Illustration by Icinori |
An Evening with Joseph Conrad
by Anne Carson
Joseph Conrad gave a reading at the London Library. A red-haired woman came up afterward. He had seen her circling earlier, taking a chair at the back, but he had not troubled about it. “I knew you in the Congo,” she said now. “I knew your wife.” My wife? he thought, but, as always after a reading, in the retreating roar of his own soul he could barely hear her or remember how English worked. Had she said “life,” not “wife”? Her voice, that of a crow, thrust at him—some weekend they’d “all spent together” and he’d sent her a letter the next day, a poem. Dread rose at the back of his mind; a parcel broke. He turned away, busied himself. He blamed, abhorred the touch of a past time; it surprised him how much. She followed him to the dinner that Charles (the London Librarian) had arranged at a nearby bistro, hurrying along behind everyone else, and, with the touch of his wife or his life burning like a toxin on his inside skin, Joseph Conrad could not meet her eyes or let pathos come clouding into him. When she seated herself at the foot of the table and was speaking loudly to anyone who listened, he felt the pluck of it on the side of his head but did not turn, he had to continue, now he’d begun, it was a long dinner. It was unjust. In other contexts, he admired perseverance. She was drowning. He did not turn. The light of pure reason, Joseph Conrad liked to say, resembles electricity in being cold. Proud statements like this came to him now and again when he was swimming but afterward seemed a bit off. No, it was a little nightmare, it was a rescue he could not carry out (and he was a rescuer).
But eventually the dinner ended. It was still 1907. No one had drowned. Shrugging into coats, they said hearty farewell things. He did not catch her eye. All left together to walk back toward the Library and go their ways. It was an early winter night. He began to feel fundamentally impatient with himself, hot with cowardice. He dropped back to walk beside her. His heartbeat was too fast. She did not seem surprised. An unknownness enveloped them, as if they were playing a game, as if they were draped in cloth or lost in old rooms. How they got to talking about white bread he could not remember afterward, but it shone in his mind, this conversation, as the bread had shone, and he was trying to tell her all that. Maybe she had mentioned lining up for bread in the early-morning dusk, sent out by her mother, running home with a loaf as heavy as two schoolbooks. When one dreamed of bread even now, Joseph Conrad agreed with her, it was not the rough black bread of childhood. Dream bread, mythic bread, was as white as a freshly laundered cuff.

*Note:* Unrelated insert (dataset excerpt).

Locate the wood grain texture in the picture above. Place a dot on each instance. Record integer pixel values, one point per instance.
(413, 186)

Once, he had gone from London to visit his homeland and been invited to a christening in the countryside. It was June. On the drive, the weather closed in, matte gray and vague, typical summer weather for that region. The ceremony was as usual, in a tiny white church, where everyone sat packed like teeth and listened to short, glorious off-key songs sung by a ten-year-old girl, who was the sister of the new baby. The sun came out. Everyone rushed from the church. They stood amid graves, talking, amazed. Vast general fields reached away on every side to the mountains. He recalled the feeling of being a small mark at the center of a greenness so dazzlingly revealed it hurt the eyes. Soon, they embarked in cars and drove to a nearby farmhouse for lunch, sunlight still spilling over everything.
The farmhouse stood with all doors open, children tumbling in and out, busy conversation everywhere. He knew scarcely anyone, so stood in an inner room, mastering it in case he would one day write about it, near a table draped in a lace cloth and heavy with cakes. There was a cake as big as two schoolbooks—he smilingly used her analogy—emblazoned with the name of the new baby. A chocolate cake shaped like a bear and full of candies that erupted for the children. Many fluffy cream cakes and several tall block-like structures layered with red jam. There were also other smaller foods, shrimp on crackers and so forth, and, finally, carried in late with a sort of hasty deference, on its own blue-patterned china plate, a stack of sliced white bread. The plate was placed, as it happened, in a shaft of sunlight, and the white bread shone, in its own piety, on the lace in that shadowy room, set into the history of a sunlit afternoon on an ancient property amid fields stretching to the ends of the mind.
No one ate the white bread. It wasn’t there to be eaten. It was a chapter of civilization. He had lived that chapter and so had she, this red-haired woman, in the poor places and poor childish times when a glowing heap of crispy loaves in a shop window was twice as radiant as the rubies or diamonds on display at the jeweller’s down the street. The two of them stood in front of the London Library, tossed out of memory, dazed by the sexual nearness of something ultimate. An adoration without hope. She was starting to say something about metaphors, metaphors being also real, which didn’t interest him. He was feeling his pockets for the small notebook where he liked to record thoughts but had left it back at the hotel. He pulled himself around him and escaped.